Diskriminierung in der Gesellschaft

Hitlers Machtergreifung im Jahre 1933 und die jahrhundertealte antijüdische Tradition sorgten letztlich dafür, dass der Antisemitismus in der Gesellschaft immer mehr akzeptiert und auch praktiziert wurde. So führten die Erfolge der NS-Außen und Wirtschaftspolitik nicht nur zu einem allgemeinen Aufwärtstrend der Weltwirtschaft und damit verbundenen positiven Ergebnissen auf dem Arbeitsmarkt, sondern auch zu einer wachsenden Übereinstimmung im Hinblick auf das jüdische Feindbild und die judenfeindlichen Maßnahmen des Regimes in der Bevölkerung.[2]

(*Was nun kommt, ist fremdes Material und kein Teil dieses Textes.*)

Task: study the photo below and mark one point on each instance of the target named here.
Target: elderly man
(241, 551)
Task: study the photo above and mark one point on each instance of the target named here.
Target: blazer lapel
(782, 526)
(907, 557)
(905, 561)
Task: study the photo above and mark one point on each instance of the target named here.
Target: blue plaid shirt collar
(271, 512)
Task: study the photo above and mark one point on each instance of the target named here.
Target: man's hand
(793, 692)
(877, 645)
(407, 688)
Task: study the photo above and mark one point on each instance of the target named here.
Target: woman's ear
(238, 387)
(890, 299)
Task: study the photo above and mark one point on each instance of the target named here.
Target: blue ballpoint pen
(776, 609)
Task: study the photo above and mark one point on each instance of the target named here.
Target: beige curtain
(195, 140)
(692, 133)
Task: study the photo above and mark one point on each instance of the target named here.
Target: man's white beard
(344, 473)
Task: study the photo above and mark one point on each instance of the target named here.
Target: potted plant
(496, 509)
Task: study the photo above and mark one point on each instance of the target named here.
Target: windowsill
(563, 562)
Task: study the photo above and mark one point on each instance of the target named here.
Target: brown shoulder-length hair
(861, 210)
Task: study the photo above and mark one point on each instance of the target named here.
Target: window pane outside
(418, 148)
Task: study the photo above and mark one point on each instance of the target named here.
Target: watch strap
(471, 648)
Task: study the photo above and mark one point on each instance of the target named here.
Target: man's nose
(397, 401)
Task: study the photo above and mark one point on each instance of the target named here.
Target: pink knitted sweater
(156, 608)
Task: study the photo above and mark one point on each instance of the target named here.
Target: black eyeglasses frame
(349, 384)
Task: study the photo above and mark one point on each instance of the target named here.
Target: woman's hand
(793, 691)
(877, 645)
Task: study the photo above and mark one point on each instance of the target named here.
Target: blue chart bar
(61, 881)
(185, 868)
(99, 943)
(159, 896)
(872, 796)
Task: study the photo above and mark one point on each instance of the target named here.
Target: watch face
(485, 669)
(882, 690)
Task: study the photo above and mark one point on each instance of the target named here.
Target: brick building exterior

Diese Maßnahmen betrafen nahezu alle Bereiche des öffentlichen Lebens. So wurden jüdische Richter am März 1933 beurlaubt, jüdische Beamte wurden am April aus dem Staatsdienst entlassen, aus sämtlichen Vereinen ausgeschlossen (25. April 1933). Darüber hinaus war es ihnen nicht mehr erlaubt, den Beruf des Musikers auszuüben (31. März 1935) und schriftstellerischen Tätigkeiten nachzugehen (März 1935). Ab dem 17. August 1938 waren Juden gezwungen, den Namen „Israel“ und Jüdinnen den Namen „Sara“ als zusätzlichen Vornamen zu tragen.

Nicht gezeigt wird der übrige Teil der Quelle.